Transport-for-the-North / caf.core

Core classes and definitions for CAF family of tools
GNU General Public License v3.0
0 stars 1 forks source link

DVector combination *without* overlapping segments #25

Open asongtoruin opened 4 months ago

asongtoruin commented 4 months ago

At present, DVector._generic_dunder calls DVector.overlap:

https://github.com/Transport-for-the-North/caf.core/blob/a644f6f719232e9ac2d0eefb289f591153b3385b/src/caf/core/data_structures.py#L533-L544

Which in turn raises an error if there's no overlap in segmentation between the two being combined

https://github.com/Transport-for-the-North/caf.core/blob/a644f6f719232e9ac2d0eefb289f591153b3385b/src/caf/core/data_structures.py#L523-L531

In Land-Use, we would ideally like to be able to combine DVectors that don't have overlapping segments - for example, we could have population at LSOA level and gender split at LSOA level, and want to apply the splits to the population.

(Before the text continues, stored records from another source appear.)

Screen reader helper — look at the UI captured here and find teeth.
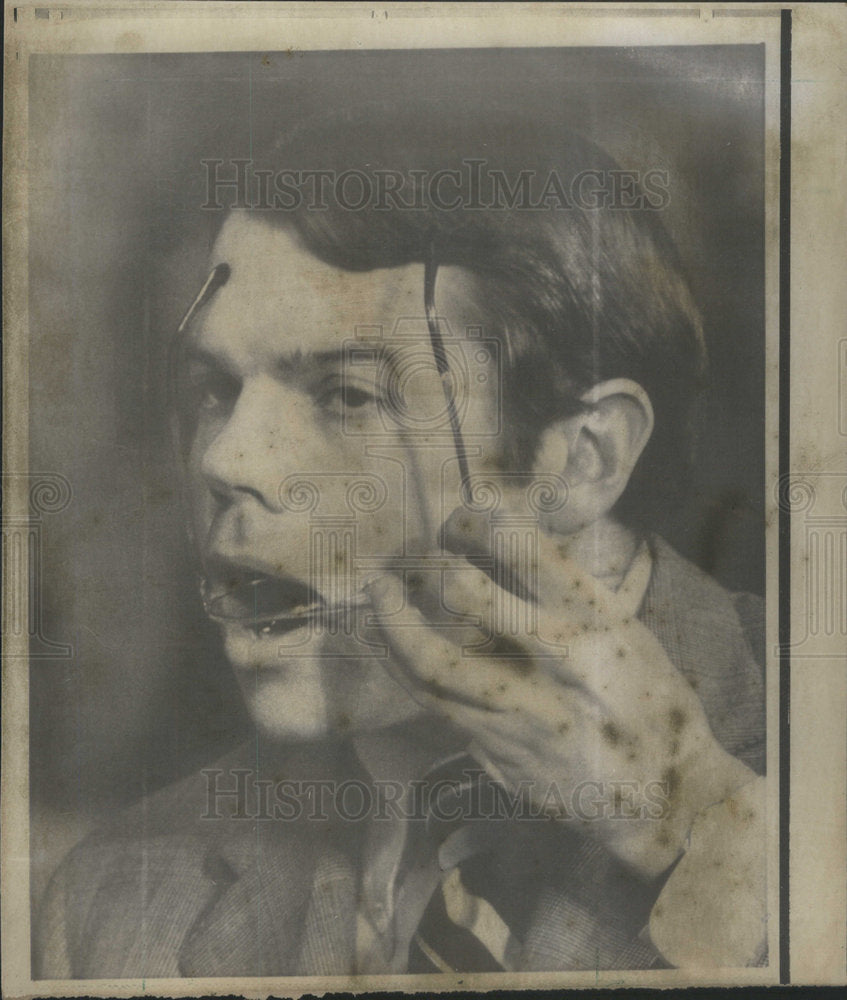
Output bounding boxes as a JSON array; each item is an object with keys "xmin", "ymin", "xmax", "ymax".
[{"xmin": 250, "ymin": 593, "xmax": 370, "ymax": 635}]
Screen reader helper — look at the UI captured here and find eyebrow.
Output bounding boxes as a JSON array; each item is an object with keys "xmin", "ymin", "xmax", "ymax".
[{"xmin": 177, "ymin": 264, "xmax": 348, "ymax": 375}]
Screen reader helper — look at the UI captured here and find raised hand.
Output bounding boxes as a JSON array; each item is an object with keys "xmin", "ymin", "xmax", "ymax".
[{"xmin": 365, "ymin": 508, "xmax": 755, "ymax": 878}]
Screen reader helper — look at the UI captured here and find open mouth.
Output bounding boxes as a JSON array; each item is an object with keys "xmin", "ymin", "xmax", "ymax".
[{"xmin": 201, "ymin": 562, "xmax": 368, "ymax": 637}]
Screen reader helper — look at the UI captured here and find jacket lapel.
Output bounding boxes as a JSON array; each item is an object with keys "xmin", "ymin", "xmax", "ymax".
[
  {"xmin": 292, "ymin": 850, "xmax": 358, "ymax": 974},
  {"xmin": 178, "ymin": 747, "xmax": 361, "ymax": 978},
  {"xmin": 520, "ymin": 832, "xmax": 662, "ymax": 971},
  {"xmin": 178, "ymin": 819, "xmax": 319, "ymax": 977}
]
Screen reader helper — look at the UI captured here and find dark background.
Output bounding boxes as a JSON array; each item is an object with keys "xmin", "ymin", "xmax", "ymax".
[{"xmin": 28, "ymin": 47, "xmax": 766, "ymax": 903}]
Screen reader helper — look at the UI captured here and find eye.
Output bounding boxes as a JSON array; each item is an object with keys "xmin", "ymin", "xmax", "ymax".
[
  {"xmin": 317, "ymin": 379, "xmax": 378, "ymax": 412},
  {"xmin": 186, "ymin": 361, "xmax": 240, "ymax": 414},
  {"xmin": 339, "ymin": 386, "xmax": 375, "ymax": 409}
]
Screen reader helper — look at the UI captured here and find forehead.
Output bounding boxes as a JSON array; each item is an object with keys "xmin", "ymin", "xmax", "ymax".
[{"xmin": 194, "ymin": 213, "xmax": 426, "ymax": 366}]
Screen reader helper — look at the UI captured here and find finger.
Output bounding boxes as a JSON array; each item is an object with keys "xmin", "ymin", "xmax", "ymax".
[
  {"xmin": 397, "ymin": 560, "xmax": 541, "ymax": 653},
  {"xmin": 438, "ymin": 512, "xmax": 666, "ymax": 699},
  {"xmin": 369, "ymin": 574, "xmax": 600, "ymax": 741},
  {"xmin": 440, "ymin": 505, "xmax": 625, "ymax": 627},
  {"xmin": 398, "ymin": 558, "xmax": 576, "ymax": 666},
  {"xmin": 440, "ymin": 507, "xmax": 537, "ymax": 603},
  {"xmin": 438, "ymin": 565, "xmax": 577, "ymax": 660},
  {"xmin": 365, "ymin": 573, "xmax": 515, "ymax": 713}
]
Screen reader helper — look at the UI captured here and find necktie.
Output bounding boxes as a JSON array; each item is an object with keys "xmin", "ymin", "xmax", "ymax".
[
  {"xmin": 404, "ymin": 754, "xmax": 530, "ymax": 973},
  {"xmin": 408, "ymin": 862, "xmax": 522, "ymax": 972}
]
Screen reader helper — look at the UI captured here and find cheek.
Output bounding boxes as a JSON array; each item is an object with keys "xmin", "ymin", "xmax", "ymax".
[
  {"xmin": 311, "ymin": 632, "xmax": 421, "ymax": 729},
  {"xmin": 185, "ymin": 415, "xmax": 221, "ymax": 482},
  {"xmin": 342, "ymin": 658, "xmax": 423, "ymax": 732}
]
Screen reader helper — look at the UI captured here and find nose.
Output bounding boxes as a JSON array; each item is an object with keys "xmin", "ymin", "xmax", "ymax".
[{"xmin": 199, "ymin": 375, "xmax": 312, "ymax": 512}]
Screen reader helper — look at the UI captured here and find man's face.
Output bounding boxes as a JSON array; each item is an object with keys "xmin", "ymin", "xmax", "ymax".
[{"xmin": 183, "ymin": 213, "xmax": 502, "ymax": 741}]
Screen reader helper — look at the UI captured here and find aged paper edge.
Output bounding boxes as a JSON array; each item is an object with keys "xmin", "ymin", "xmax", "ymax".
[{"xmin": 2, "ymin": 1, "xmax": 844, "ymax": 994}]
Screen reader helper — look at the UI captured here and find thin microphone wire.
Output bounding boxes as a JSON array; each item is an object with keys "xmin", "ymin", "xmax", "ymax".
[
  {"xmin": 168, "ymin": 263, "xmax": 231, "ymax": 459},
  {"xmin": 424, "ymin": 256, "xmax": 471, "ymax": 495},
  {"xmin": 176, "ymin": 262, "xmax": 232, "ymax": 337},
  {"xmin": 424, "ymin": 257, "xmax": 533, "ymax": 603}
]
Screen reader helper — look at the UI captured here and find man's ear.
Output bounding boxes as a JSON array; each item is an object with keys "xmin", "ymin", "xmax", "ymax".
[{"xmin": 533, "ymin": 379, "xmax": 654, "ymax": 529}]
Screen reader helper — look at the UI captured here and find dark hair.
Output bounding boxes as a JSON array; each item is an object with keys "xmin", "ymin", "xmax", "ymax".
[{"xmin": 230, "ymin": 105, "xmax": 707, "ymax": 527}]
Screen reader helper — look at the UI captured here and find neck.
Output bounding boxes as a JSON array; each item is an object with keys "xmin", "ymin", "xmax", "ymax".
[{"xmin": 554, "ymin": 515, "xmax": 641, "ymax": 584}]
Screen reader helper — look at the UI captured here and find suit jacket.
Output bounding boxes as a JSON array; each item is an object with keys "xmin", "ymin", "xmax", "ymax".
[{"xmin": 34, "ymin": 536, "xmax": 765, "ymax": 978}]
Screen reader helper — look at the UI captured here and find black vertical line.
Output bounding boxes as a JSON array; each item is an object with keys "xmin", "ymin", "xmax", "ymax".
[{"xmin": 779, "ymin": 6, "xmax": 792, "ymax": 986}]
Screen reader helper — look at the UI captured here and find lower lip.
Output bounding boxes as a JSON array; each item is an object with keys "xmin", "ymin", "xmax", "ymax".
[
  {"xmin": 220, "ymin": 617, "xmax": 315, "ymax": 676},
  {"xmin": 222, "ymin": 604, "xmax": 365, "ymax": 677}
]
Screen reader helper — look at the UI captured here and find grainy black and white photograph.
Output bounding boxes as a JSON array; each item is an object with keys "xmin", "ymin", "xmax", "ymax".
[{"xmin": 7, "ymin": 2, "xmax": 845, "ymax": 994}]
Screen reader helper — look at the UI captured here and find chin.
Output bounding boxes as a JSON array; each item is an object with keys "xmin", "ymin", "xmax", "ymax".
[
  {"xmin": 243, "ymin": 690, "xmax": 338, "ymax": 742},
  {"xmin": 223, "ymin": 622, "xmax": 422, "ymax": 742},
  {"xmin": 242, "ymin": 683, "xmax": 421, "ymax": 743}
]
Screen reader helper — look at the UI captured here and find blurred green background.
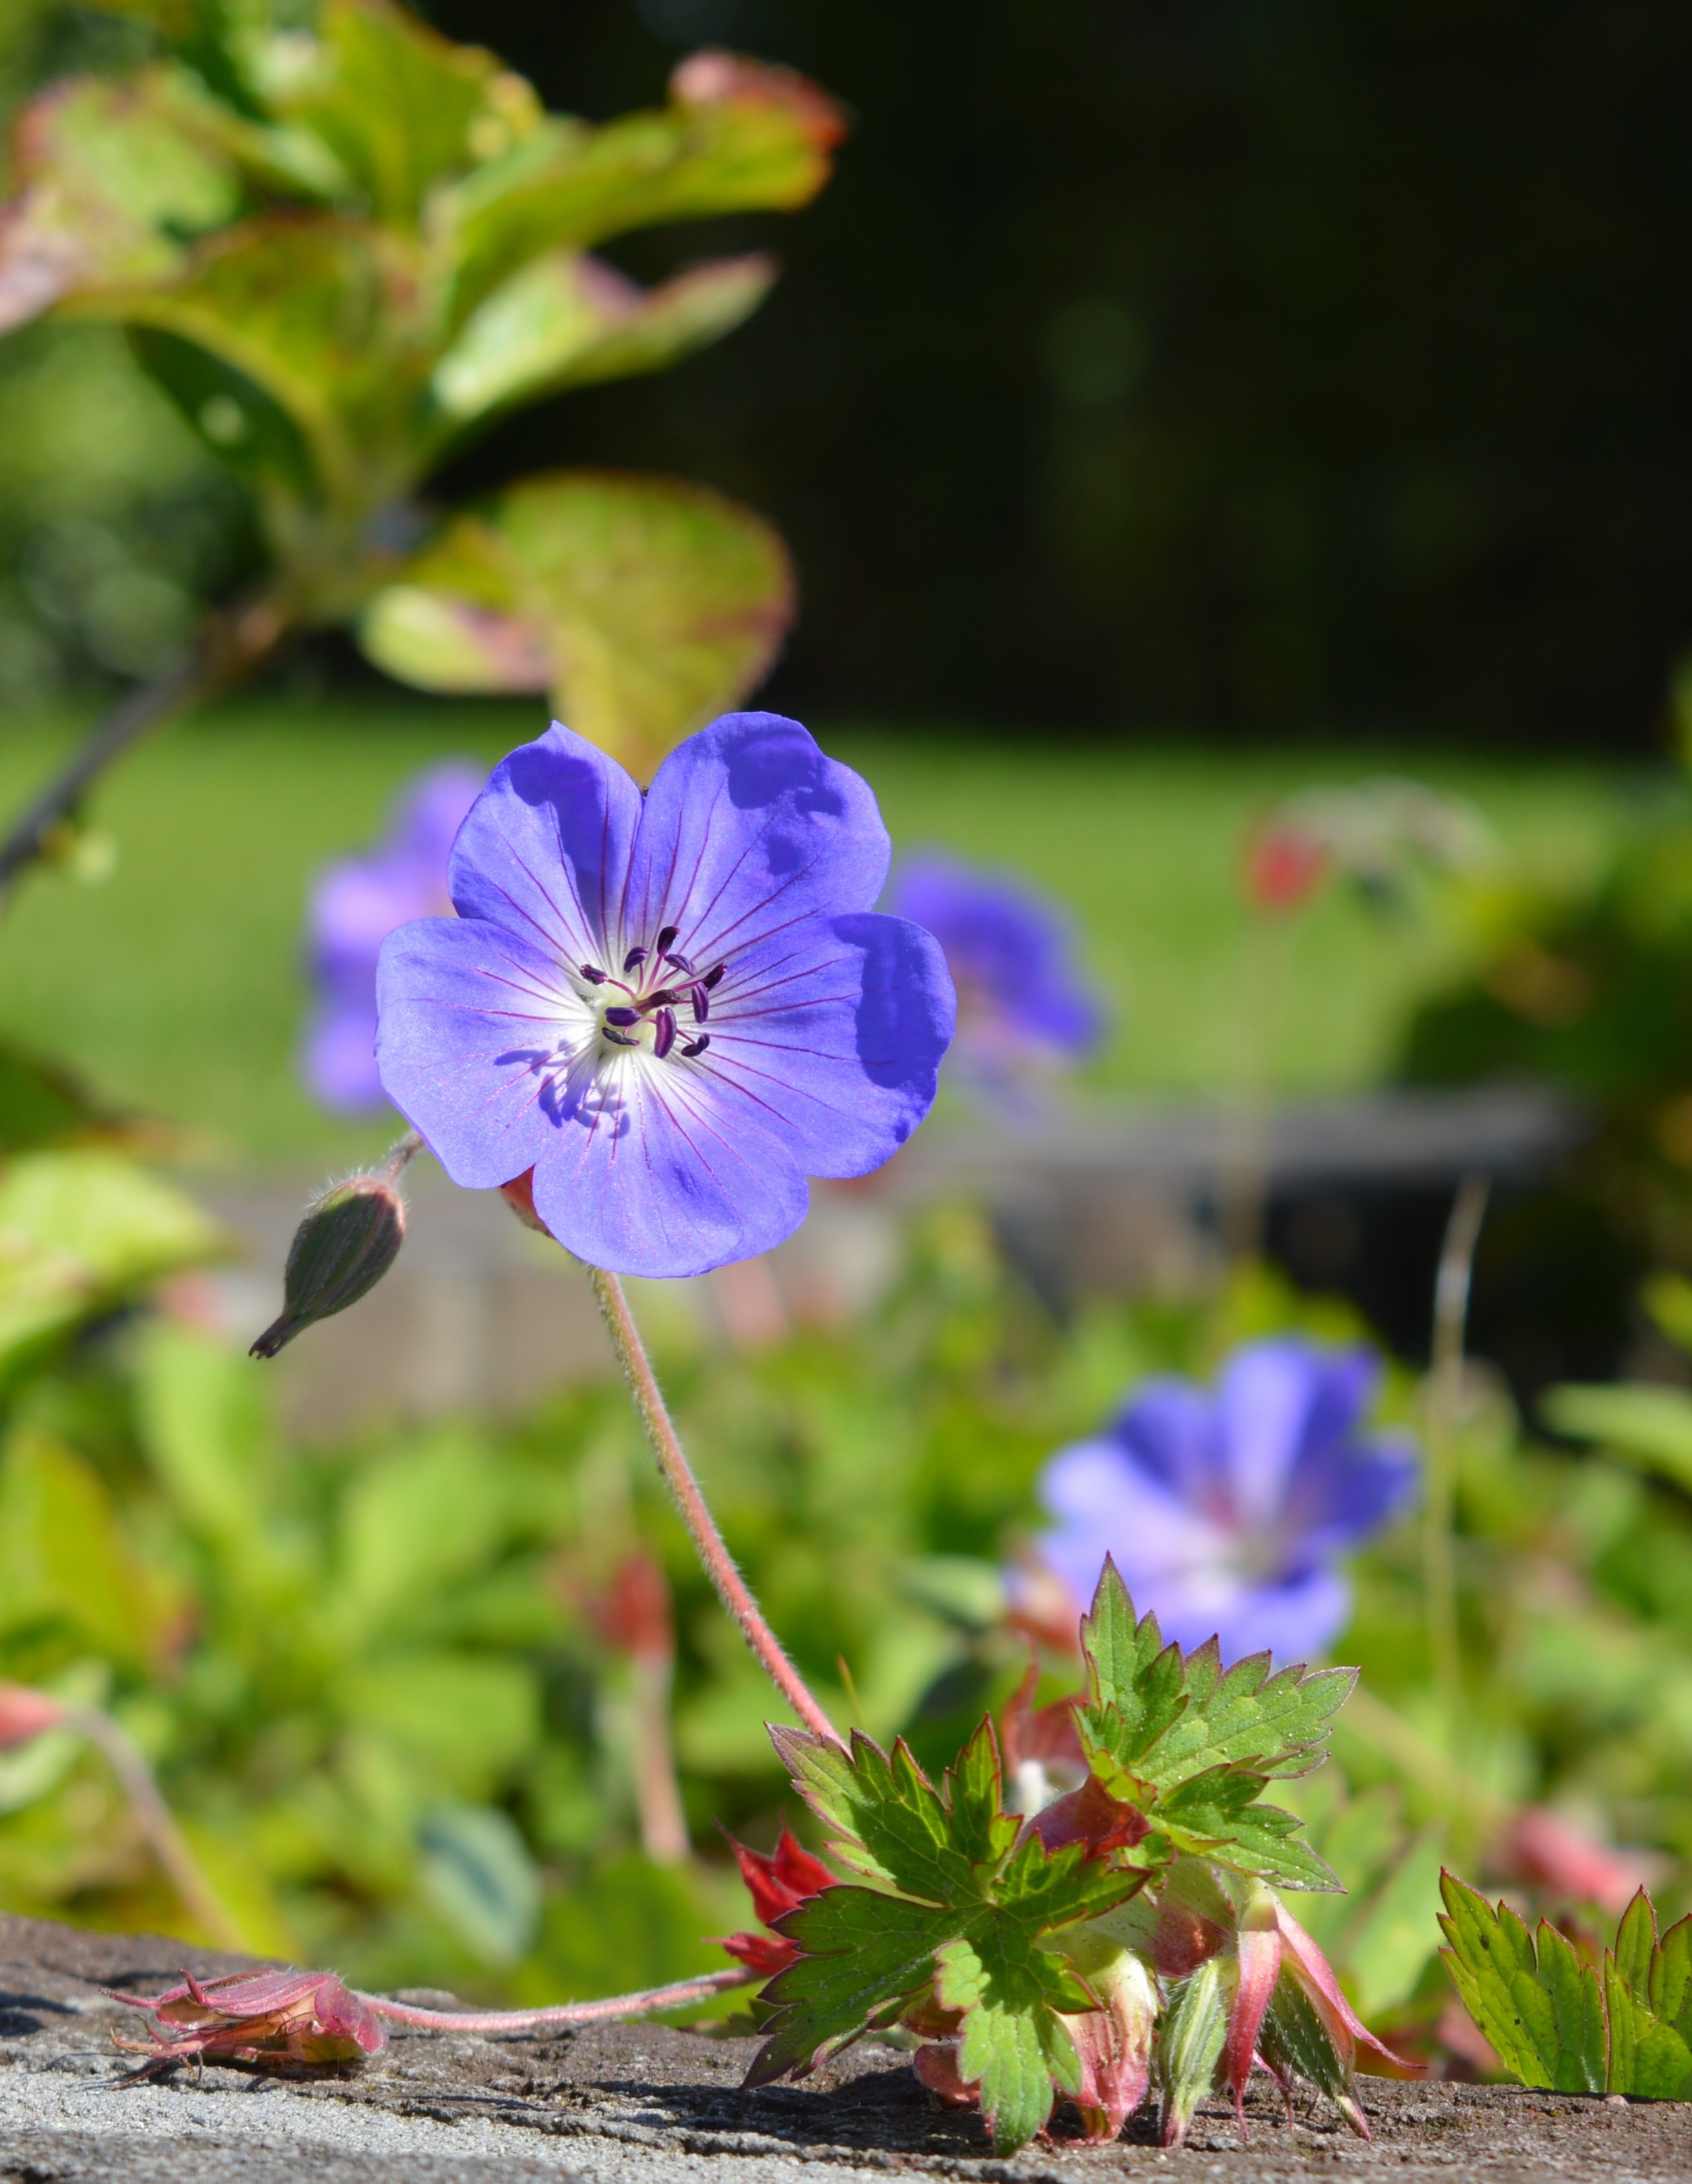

I can think of a few potential approaches to this:

  1. A method to "increase" segmentation after creation of the DVector object, i.e. .add_segmentation, likely with some "extrapolation method" options (e.g. evenly splitting the existing value across the new segmentation, retaining the existing value)
  2. A "constant DVector" creation (class)method. Similar trace to __init__, with the user providing Segmentation and ZoningSystem information, alongside a constant value to infill with. If we create a "more disaggregated" DVector with a constant value of 0, adding this to our "less disaggregated" DVector I think would have the same effect as duplicating the less-disaggregated values across each of the new segments
  3. We handle this separately in Land-Use by pre-processing the data to artificially represent the segmentation required even if it's not actually found in the data. I'd rather not do this!

Do you have any thoughts about this? Or any potential alternative approaches within the existing setup?

isaac-tfn commented 3 months ago

Didn't notice these issues had been added. A splitting method would be a good idea, with the option to either replicate values at the resultant segmentation (so all values are essentially multiplied by 1), or to split them evenly into the new segmentation. Anything more complicated (splitting by some kind of weighting) could be done with existing dunder methods but simply multiplying by a second DVector including the desired factors. It's probably too late but I'll look at adding something in tomorrow.